Why? I don't know why...it just is. But...got me to thinking. It got me thinking of the other moves that The Don has in store for the wrestling world and Monday Nights, and if you know me I love my Top 5s with a passion. So, why not? Here's the top five moves The Don might make in the time he has as "owner" of RAW.
5. Joan Rivers taking Lillian Garcia's place as RAW's ring announcer. As you know (or maybe you don't know...or, like me, care), Mrs. Rivers won Celebrity Apprentice after beating Annie Duke (who is one hot fox, if you ask me). But, why not, as the "Celebrity Apprentice" Joan's first job...be the ring announcer for America's number one show on Monday nights (or whatever the hell they put up in the weird "Did You Know" crap).

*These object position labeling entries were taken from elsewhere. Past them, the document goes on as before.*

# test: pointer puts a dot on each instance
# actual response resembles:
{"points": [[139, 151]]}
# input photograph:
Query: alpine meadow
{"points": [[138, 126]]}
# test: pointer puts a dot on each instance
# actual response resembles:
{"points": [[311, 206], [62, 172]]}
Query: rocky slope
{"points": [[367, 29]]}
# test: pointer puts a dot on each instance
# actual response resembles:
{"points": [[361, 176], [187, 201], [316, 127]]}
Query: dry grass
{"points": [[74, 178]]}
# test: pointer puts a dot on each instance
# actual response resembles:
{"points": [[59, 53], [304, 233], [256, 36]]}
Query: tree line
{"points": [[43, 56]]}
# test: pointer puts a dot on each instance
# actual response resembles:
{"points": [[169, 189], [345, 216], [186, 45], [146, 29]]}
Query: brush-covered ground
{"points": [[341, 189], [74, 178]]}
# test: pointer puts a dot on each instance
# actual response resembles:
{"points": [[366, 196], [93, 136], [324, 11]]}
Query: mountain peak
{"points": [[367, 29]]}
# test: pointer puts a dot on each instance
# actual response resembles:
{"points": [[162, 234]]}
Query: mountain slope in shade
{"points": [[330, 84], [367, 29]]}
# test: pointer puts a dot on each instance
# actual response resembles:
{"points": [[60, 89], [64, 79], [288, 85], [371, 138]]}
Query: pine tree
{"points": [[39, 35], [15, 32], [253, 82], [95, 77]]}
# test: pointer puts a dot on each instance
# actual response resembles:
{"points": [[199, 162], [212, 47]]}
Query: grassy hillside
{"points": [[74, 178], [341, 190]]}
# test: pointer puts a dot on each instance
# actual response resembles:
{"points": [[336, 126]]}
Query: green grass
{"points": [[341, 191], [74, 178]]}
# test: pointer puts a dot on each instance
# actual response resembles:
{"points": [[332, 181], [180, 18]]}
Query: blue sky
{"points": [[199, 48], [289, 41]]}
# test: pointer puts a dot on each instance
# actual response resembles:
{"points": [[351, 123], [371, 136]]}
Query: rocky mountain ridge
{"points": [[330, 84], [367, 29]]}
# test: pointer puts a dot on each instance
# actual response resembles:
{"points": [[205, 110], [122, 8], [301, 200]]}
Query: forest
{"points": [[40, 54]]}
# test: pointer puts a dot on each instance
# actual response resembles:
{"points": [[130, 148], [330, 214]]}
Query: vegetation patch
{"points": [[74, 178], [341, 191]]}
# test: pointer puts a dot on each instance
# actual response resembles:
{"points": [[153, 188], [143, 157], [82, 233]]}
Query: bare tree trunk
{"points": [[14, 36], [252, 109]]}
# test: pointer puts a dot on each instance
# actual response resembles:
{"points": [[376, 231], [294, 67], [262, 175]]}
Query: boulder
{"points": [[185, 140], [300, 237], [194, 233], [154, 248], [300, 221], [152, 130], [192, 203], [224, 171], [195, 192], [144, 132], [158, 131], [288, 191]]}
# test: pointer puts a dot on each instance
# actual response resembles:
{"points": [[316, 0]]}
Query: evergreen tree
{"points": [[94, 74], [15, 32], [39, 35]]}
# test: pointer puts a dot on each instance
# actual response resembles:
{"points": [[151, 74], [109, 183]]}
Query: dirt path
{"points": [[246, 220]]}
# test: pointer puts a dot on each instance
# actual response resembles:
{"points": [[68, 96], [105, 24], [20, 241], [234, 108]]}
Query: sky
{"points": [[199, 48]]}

4. Change everything to solid gold. The ring, the entrance, the ring ropes, the barricades, the scaffolding, the screen, the announce tables, Jerry's crown, everything will have gold on it. Why the hell not?
3. Have every wrestling event occur in a Trump Tower. Hell, TNA does it in one place all the time...Trump has a Trump Hotel/Plaza/Tower/Complex/Retirement Home/Beach/Planet in nearly every friggin' state, including Cuba and the Dominican Republic. So, why not?
2. RAW Apprentice. You take the people that don't matter on RAW. Your Chavoes, Nobles, and The Brian Kendrickes and have them do tasks to be The Don's right hand man and, for those who don't succeed....will, actually, be fired.
1. Force every RAW diva to be his wife for a week. Hell, Santina would be a step up from Ivanna Trump.